Anonymous ID: 3465fb Nov. 30, 2019, 9:56 a.m. No.7400153   🗄️.is 🔗kun

So, since this isn't real pertinent to any of the habbenings right now, I'll post it in this slightly empty thread.

 

Video games and their accidental predictions. I'm playing Shadowrun: Hong Kong right now, and have played another Shadowrun game by Harebrained Studios. In the Shadow Run universe, sometime about 2020 (help me on lore if you're more familiar) there was a great Awakening (note capitolization) after which metahuman were a thing again, magic was visible/usable … and the dragons (were there seven of them? I think there were seven) that emerged to terrorize the people.

Tech didn't stop working, so eventually two of the dragons were killed (in Dragonfall, you find out that wasn't quite true, as you have to decide what to do with a now-insane injured dragon whose soul has been forcibly bound to a young dead girl for six decades or more) the remaining five "go underground" as it were, and pull strings from behind the curtain.

Thus we sometimes learn the hard way the truth of one of the settings idioms. Never cut a deal with a dragon.

The world you see is through the eyes a shadow-runner. SINless (System Identification Number) you effectively don't exist, and will need fake ID to go through the nice parts of the city. Nuyen is tranferred electronically, similar to our credit cards of today, and even the SINless don't use "cash" so much as cryptographically signed statements of value ("credstick" with $X nuyen available to whoever is carrying it) similar to paper wallets of cryptocurrency you can have now.

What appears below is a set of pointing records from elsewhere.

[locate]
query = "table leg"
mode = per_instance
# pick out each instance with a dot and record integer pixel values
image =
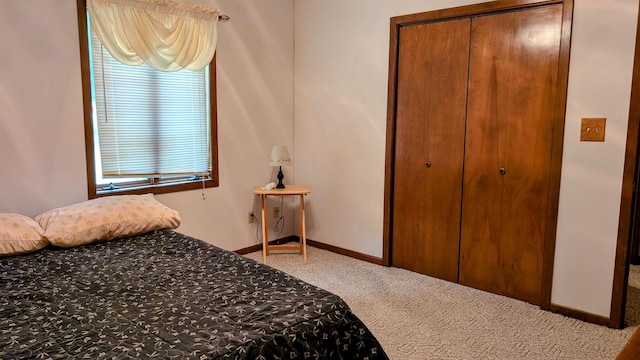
(265, 240)
(303, 240)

The corporations are the law; elected officials are just talking heads well paid for keeping the appearence of peace. Whole cities are operated by wage slaves. Not hopeless people who don't know they shouldn't be satisfied with a minimum wage job, but literally owned families, crammed into tight, if well maintained planned cities who are fed because they do middle-class paper pushing faithfully. The faithless in those cities starve, or find a way to leave.

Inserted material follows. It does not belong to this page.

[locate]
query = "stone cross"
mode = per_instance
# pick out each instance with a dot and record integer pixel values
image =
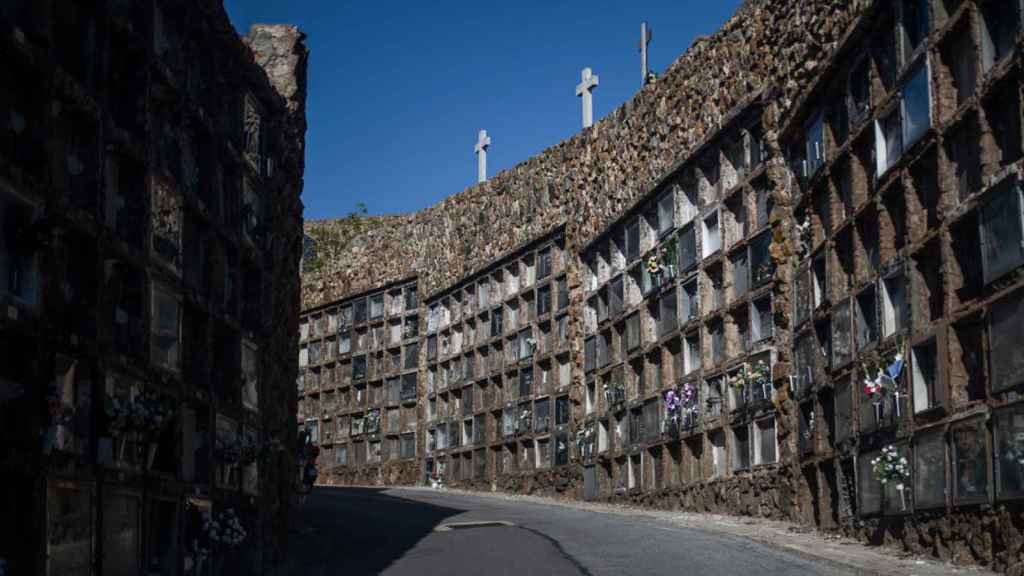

The major difference between that world and this though, is that no one is under false pretenses; the tri-d have no reason to report falsehoods so every one knows their votes can't really choose which megacorp buys the politicians. But so long as everyone is safe, no one rebels. Corruption might be a fact of life there, but multi-city organizations that can organize their payments to other cities newsanchors is still unheard of in this broken post-multiapocalyptic world, so the average person can, if they want to, piece together from other cities' news reports, what's actually going on in their own. Usually, anyway.

 

What do the anons think? Is this DnD-alternative from the '90s show unreasonable prescience, or are these just the tropes of the human experience under the onslaught of dehumanizing cell phones and ever-present internet connections?